I’d slip on my headphones and disappear into medieval Italy for hours at a time. It was perfect.

  Q. You’ll go back there to complete Torrent?

  A. Oh, yeah. Obsessive-compulsive now, remember?

  Q. What impact did your focus group have on these books?

  A. They saved me, over and over, from looking like the Dweeb Mom trying to speak to Teen Culture. There is an example right there—they’d never let a word like dweeb slip into Gabi or Lia’s speech. Moreover, I was encouraged when they fell in love with these characters with me. And they’ve been a good sounding board for me when I’m trying to figure out a particular plot or character problem. I loved hearing their feedback on the River of Time Series Facebook page or via my surveys.

  Q. What happens next for the characters in the series?

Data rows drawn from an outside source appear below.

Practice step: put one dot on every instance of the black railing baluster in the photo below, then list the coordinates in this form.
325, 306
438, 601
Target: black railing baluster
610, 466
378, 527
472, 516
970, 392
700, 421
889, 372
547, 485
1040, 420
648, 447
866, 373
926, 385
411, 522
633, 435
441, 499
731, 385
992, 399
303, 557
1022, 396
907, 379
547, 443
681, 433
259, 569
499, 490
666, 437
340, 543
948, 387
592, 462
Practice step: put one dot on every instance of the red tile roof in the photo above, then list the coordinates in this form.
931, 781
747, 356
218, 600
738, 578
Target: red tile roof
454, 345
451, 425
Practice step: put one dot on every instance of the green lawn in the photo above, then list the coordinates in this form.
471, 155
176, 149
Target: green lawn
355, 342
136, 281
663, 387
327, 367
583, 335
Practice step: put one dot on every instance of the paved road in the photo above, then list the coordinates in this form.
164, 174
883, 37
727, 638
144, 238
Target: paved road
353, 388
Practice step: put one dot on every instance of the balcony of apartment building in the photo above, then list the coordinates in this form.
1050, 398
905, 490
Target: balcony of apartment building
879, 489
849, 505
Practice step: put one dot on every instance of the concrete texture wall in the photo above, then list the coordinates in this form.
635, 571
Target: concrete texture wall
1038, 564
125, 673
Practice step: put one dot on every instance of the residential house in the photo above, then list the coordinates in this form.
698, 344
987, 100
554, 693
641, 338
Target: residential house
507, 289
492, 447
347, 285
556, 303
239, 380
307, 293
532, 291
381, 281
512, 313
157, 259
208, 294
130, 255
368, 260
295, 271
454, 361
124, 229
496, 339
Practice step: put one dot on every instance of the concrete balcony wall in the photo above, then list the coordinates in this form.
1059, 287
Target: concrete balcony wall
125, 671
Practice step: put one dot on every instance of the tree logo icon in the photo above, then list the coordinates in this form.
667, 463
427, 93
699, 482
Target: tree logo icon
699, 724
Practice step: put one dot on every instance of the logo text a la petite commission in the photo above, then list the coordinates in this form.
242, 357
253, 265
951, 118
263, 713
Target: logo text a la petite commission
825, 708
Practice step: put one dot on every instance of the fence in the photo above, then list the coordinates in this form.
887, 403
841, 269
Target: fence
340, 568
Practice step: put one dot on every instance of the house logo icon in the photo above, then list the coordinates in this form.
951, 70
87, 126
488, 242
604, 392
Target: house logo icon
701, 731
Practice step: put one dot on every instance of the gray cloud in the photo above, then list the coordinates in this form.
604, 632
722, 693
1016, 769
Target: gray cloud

  A. Can’t tell ya. It’s between me, God, and the librarians.

  DISCUSSION QUESTIONS

  1. Growing up, most of us were taught to go the extra mile in peacemaking and getting along with others. But in this Us or Them medieval world, Gabi and Lia come up against this decision over and over again. What would it take to make you draw a line in the sand and refuse to budge? Would it be a societal trend, physical survival, or what? Describe.

  2. Gabi goes through extreme physical and emotional trauma in this book. When she’s in the cage in Firenze, there is a very real possibility that she might die. Have you ever been on the edge of death? If so, describe. What did you learn about life that you want to remember? If you haven’t experienced this, what do you think it would teach you?

  3. Would you ever date two different brothers at different times? How about two guy friends? Why or why not?

  4. Do you ever wish arranged marriages were still done today? Discuss the pros and cons.

  5. Many lives are lost in the battle for borders, property, and power in this book. What land would you fight for? Your family property? Your state? Your country? Other countries? If you wouldn’t fight for any land, describe your thoughts on that.